Classification Soldering Equipment

1 is a schematic perspective view showing a first embodiment of a nozzle for a foul-type soldering apparatus according to the present invention.

2 is an enlarged cross-sectional view showing the structure of the movable body support mechanism of the nozzle shown in FIG.

3 is a schematic cross-sectional view showing another embodiment of a nozzle for a fractional soldering apparatus according to the present invention.

FIG. 4 is a schematic cross-sectional view showing a jet port of a nozzle for a fractional soldering apparatus according to the present invention, showing the jet flow of molten solder when the movable body is separated from the center line of the jet port.

5 is an enlarged view showing another embodiment of a nozzle for a fractional soldering apparatus according to the present invention.

* Explanation of symbols for main parts of the drawings

A: Discharge nozzle B: Roof tetrahedron

C: Outlet 1: Side plate

2: end plate 3: flow shaft

4: tension spring 7: adjusting screw

BACKGROUND OF THE INVENTION 1. Field of the Invention The present invention relates to a fractional soldering apparatus for soldering a printed circuit board, and more particularly, to a fractional soldering apparatus for soldering a printed circuit board to which a semiconductor chip is attached.

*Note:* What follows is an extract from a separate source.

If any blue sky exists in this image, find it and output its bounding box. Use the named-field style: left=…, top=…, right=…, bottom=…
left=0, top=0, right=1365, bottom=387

The so-called "classification" soldering method is a method in which the flow of molten solder is ejected upward from the nozzle in a sorting manner, and the part of the printed circuit board to be soldered is immersed in the sorted solder. By forming a plurality of rough waves, the solder penetrates into all parts of the semiconductor chip, thereby eliminating the defect of soldering.

In the case of this type of brazing method, it is important to form a coarse wave in the molten solder flow, so that the brazing tank used therein must be equipped with an appropriate sowing device.

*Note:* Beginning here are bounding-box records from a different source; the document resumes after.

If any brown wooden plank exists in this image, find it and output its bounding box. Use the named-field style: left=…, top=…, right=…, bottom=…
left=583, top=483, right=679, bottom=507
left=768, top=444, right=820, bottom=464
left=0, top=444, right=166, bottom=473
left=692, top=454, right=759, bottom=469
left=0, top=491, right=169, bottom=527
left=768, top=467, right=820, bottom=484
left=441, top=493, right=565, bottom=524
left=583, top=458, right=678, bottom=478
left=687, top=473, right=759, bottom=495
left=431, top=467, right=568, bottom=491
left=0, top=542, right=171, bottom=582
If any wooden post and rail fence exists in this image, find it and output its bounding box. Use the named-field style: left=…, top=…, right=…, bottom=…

Many proposals have already been made regarding the structure of a soldering vessel for performing the fractional soldering method and the structure of the sowing device used in such a soldering vessel. However, in all of these proposals, the sowing device has a sliding or rotating member which is immersed in the molten solder, which causes frequent failure of the sowing device. In addition, since it is necessary to separately install the driving device of the sowing device outside the soldering bath, the value of the soldering bath and the sowing device becomes very expensive. In addition, in the case of the conventional sowing device, the quality soldering was difficult and insufficient because the classification of the molten solder was uneven and insufficient.

The inventors of the present invention have developed a classification solder bath which can generate harmonic waves in the flow of molten solder with a simple mechanism. It was devised to install rod-shaped fluid whose end was supported by spring. Such a solder bath is described in Japanese Patent Application No. 60-193624.

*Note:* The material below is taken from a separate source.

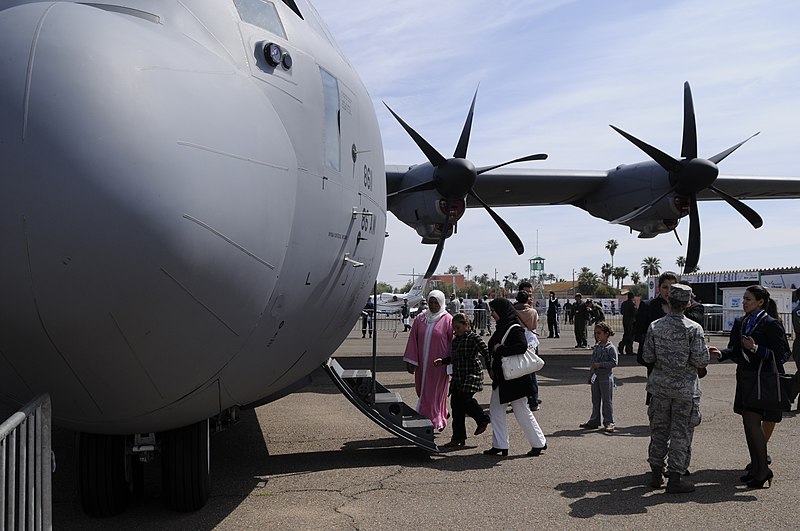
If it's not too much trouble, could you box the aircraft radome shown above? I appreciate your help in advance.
[0,0,800,515]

The conical fluids supported at both ends by the springs are placed in the ejection openings so as to be immersed in the solder, so that the springs undergo elasticity, so that the molten solder is waved up, down, left, and right in accordance with the ejection of the cylindrical molten solder. As a result, it was possible to obtain a solder classification accompanied by sowing. However, after further experiments, it is clear that the sowing device having such a structure has an excellent effect on its own and is cheap, but the classification becomes uneven because the spring is immersed in the molten solder bath, and the life of the spring is extended. The shortening turned out to be frequent.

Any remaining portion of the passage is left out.